Let me comment on Woodward’s quote first: Deism is an out-dated theology based on the 17th century’s clock-work view of the world. Deism reflected the scientific paradigm of the times in which the world inexorably and thoroughly followed strict mathematical laws of nature. Deism is seen as inadequate theology by mainstream Christians because it denies the active will of God – a God who is everpresent in the outflowing of natural law in ways that are beyond our comprehension. In addition, what we now know of quantum mechanics renders deism inadequate theology because the universe doesn’t unfold in a rigorously deterministic manner.
Now we have intelligent design: a sort of reverse deism in which God’s intervention is necessary to accomplish those things that natural causality cannot do by itself.
It seems to me that in both cases we wind up with a watered-down God, “made in the image of an intellectual system”, rather than a God who transcends both the physical world as well as our attempts to fully understand His nature.

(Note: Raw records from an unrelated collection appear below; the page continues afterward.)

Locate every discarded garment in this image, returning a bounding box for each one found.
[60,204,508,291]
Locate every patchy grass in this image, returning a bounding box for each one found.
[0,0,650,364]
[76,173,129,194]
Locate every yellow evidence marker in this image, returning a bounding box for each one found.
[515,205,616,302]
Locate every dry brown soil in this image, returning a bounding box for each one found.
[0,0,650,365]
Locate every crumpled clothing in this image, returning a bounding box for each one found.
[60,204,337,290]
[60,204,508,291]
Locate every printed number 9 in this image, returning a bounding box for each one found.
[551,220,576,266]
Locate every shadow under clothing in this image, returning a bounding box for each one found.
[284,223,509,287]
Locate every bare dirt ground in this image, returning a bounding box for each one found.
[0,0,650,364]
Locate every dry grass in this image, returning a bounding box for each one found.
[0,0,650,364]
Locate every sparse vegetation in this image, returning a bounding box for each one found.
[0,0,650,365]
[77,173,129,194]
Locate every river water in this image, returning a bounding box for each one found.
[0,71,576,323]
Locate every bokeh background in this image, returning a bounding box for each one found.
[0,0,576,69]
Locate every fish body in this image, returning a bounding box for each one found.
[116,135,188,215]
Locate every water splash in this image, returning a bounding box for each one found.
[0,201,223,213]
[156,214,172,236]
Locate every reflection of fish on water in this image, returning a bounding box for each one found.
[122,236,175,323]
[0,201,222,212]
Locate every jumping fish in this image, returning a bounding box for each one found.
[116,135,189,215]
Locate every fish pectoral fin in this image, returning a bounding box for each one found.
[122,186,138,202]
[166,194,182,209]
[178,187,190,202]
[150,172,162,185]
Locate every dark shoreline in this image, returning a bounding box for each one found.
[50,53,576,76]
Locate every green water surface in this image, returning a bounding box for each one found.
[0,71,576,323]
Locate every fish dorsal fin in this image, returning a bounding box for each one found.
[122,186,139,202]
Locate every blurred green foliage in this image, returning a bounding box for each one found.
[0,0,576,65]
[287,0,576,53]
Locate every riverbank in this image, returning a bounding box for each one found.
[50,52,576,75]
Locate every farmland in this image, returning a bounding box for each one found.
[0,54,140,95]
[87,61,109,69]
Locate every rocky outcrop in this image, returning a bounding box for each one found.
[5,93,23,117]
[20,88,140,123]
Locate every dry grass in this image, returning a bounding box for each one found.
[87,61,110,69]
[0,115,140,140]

The irony of this in reflected in Pitts’ comments. This subservience of theology to science is at the hands of the very people who most feel that the role and validity of religious belief is in jeopardy. It seems to me that the “unbecoming neediness” they display in concocting “these constant schemes to dress religion up as science” belies quite a bit of insecurity about the God they profess to believe in.
They live with a pervasive cognitive dissonance, I think – simultaneously wanting to inspire people to believe in God and to give Him the glory He deserves for all of creation and at the same time limiting Him by making Him merely a reflection of the current state of scientific understanding.
Real religious faith transcends this viewpoint, a viewpoint which is both petty and arrogant: petty because it reduces God to merely being an “image of an intellectual system”, and conversely arrogant for believing that through science we can determine what God can and cannot do.